Imagine a future in which, before you even fully wake in the morning, your bed transmits information about your sleep quality to your physician. Later in the day, your elderly mother’s pill bottle alerts you and her doctor’s office that she hasn’t taken her blood pressure medication. Meanwhile, your refrigerator has already informed the grocery delivery service that you’re running low on essentials such as organic produce and hormone-free milk.

In the near future, healthcare providers and patients will wrestle with new data management issues as the Internet of Things (IoT), which combines a network of intelligent devices with big data analytics, mobilizes patient data off the premises and puts data collection into the hands of both patients and healthcare providers. And with this content will come new concerns: Who will own the data? The patient? The provider? The healthcare institution? The data-collection device developer? Who will be responsible for its accuracy? How and where will it be stored and who will pay for that?

One organization recently found that a single patient generated 3.67 terabytes of data. Consider what this means in the context of millions of healthcare consumers and the estimated 26 billion every-day objects projected to be able to capture, receive, and share data by 2020.


The Data Management Challenge
Along with IoT, healthcare data management requirements are growing astronomically. This is because of the increasing number of chronic patient conditions and an aging population that requires new ways of monitoring and managing patient healthcare data. Healthcare organizations are expanding use of remote patient monitoring systems that use clinical-grade monitors, peripherals, and other software. And that is coupled with exponential growth in wearable consumer electronics led by apps and appliances for fitness and health monitoring. In the future, IoT is expected to make today’s data management challenges seem small by comparison.

Healthcare organizations were among the first to rely on IoT technology, which promises to improve patient outcomes while reducing costs. As this technology expands in use, it will create new opportunities and challenges across the entire healthcare industry.


IoT in Healthcare
Healthcare currently encompasses a range of IoT technologies, including:

  • Traditional medical devices, including chemotherapy dispensers and insulin pumps
  • Wireless devices, including scales, glucometers, and blood pressure monitors
  • Consumer wearables such as the Apple Watch, Fitbit, and Nike FuelBand


Telemedicine is likely to accelerate the use of IoT and wearables, providing patients with easy access to their health data and the choice between in-person and virtual health-related visits. By reducing the requirement and number of office visits, clinicians can effectively expand the territory of care across a broader population and reduce costs at the same time.

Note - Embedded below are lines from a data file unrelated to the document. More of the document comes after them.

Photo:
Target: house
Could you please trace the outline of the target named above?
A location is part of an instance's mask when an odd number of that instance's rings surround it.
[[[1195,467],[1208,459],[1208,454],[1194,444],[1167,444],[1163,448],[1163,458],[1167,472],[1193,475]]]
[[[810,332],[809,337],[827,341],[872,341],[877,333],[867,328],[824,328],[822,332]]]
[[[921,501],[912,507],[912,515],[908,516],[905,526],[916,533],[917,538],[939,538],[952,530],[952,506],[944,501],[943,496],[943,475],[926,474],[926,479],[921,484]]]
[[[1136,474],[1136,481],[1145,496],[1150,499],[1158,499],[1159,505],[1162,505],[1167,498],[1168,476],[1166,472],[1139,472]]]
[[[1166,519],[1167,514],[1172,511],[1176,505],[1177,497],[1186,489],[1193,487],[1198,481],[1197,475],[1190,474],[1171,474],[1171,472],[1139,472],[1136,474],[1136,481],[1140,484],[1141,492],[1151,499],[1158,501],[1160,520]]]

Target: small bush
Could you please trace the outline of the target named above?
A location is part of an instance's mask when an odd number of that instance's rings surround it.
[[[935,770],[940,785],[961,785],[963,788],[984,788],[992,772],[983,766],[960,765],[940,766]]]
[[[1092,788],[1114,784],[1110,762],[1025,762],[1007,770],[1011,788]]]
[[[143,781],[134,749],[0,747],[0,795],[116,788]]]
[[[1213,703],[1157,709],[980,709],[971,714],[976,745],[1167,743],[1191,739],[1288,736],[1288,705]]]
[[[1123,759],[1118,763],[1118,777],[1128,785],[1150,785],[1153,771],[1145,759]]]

Business Drivers: IoT and Healthcare
The new generation of IoT sensors and patient devices means that healthcare providers can collect and analyze data from hospital devices, such as bedside sensors, and, just as importantly, from patient devices outside the hospital. Combining these data sources can provide clinical specialists with a single platform for managing patient data.

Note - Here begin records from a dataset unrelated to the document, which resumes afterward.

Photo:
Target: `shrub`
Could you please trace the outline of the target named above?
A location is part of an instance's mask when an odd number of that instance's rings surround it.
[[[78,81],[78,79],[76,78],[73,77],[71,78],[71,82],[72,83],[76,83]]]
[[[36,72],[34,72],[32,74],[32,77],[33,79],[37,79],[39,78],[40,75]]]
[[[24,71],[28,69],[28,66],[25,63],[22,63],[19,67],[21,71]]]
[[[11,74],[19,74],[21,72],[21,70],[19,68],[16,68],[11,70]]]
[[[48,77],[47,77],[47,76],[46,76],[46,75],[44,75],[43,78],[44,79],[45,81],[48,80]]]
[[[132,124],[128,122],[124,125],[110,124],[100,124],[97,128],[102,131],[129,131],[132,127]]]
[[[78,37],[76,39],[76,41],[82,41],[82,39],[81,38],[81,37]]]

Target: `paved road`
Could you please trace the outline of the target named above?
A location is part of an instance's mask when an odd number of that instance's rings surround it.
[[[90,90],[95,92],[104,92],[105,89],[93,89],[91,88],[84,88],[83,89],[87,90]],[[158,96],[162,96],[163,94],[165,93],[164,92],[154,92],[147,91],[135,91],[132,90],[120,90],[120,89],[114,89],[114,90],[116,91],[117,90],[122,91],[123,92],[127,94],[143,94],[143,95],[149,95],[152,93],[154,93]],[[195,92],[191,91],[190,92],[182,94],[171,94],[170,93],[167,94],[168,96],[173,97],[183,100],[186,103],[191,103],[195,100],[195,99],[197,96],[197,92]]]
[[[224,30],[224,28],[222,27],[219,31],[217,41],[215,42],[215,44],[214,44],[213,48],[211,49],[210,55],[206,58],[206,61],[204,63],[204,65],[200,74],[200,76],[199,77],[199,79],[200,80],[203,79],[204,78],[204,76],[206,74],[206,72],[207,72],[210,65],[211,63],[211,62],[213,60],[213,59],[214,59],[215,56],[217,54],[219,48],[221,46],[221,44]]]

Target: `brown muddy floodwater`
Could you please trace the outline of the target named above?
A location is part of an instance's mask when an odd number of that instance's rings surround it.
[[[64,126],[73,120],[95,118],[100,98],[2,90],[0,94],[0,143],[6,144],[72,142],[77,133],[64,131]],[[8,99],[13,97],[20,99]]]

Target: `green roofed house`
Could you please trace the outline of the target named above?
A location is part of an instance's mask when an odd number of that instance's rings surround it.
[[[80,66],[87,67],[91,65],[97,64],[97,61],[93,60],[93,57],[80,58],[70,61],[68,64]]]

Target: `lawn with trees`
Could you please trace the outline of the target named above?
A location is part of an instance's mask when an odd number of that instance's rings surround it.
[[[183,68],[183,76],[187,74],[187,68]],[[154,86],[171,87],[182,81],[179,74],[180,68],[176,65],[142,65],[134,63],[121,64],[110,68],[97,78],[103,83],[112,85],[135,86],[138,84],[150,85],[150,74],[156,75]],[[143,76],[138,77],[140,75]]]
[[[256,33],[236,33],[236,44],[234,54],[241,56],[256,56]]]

IoT also provides real-time information to caregivers through the cloud, delivering anytime, anywhere patient status between in-person care visits and at the point of care. Clinicians can collect, record, and analyze new data streams faster and more accurately, using data to enable better-informed decisions.

With IoT, healthcare providers and patients can partner to collect and monitor health data, focusing on prevention and management to improve outcomes and save money. Next-generation predictive analytics will further support a focus on wellness versus illness and give healthcare practitioners real and ready tools for effective population health management.

Unlocking the Value of IoT Data
NetApp believes that the hybrid cloud will be the dominant IT model across all industries-including healthcare-and that a new approach to data management will be required to create value from IoT data. With our Data Fabric, healthcare providers will be able to process large volumes of data from diverse IoT sources with visibility, performance, and efficiency. A hospital will be able to store data in lower-cost cloud or archival storage and then seamlessly move data to high-performance flash storage seamlessly to enable predictive analytics to run on the data.

NetApp has a global ecosystem of partners that can help you build a Data Fabric platform that connects, automates, and secures data wherever it is located. The data can be in your own data centers, colocated near the cloud, or housed in one or more cloud services.

According to Sean Harnett, Assistant Director of Network Services, Engage, a division of Inland Northwest Health Services (INHS), simplifying and streamlining data management of healthcare records in the cloud is vital to meeting patient needs. “NetApp® technology is helping us help our customers direct more time and money into patient care-and that is what our business is all about.”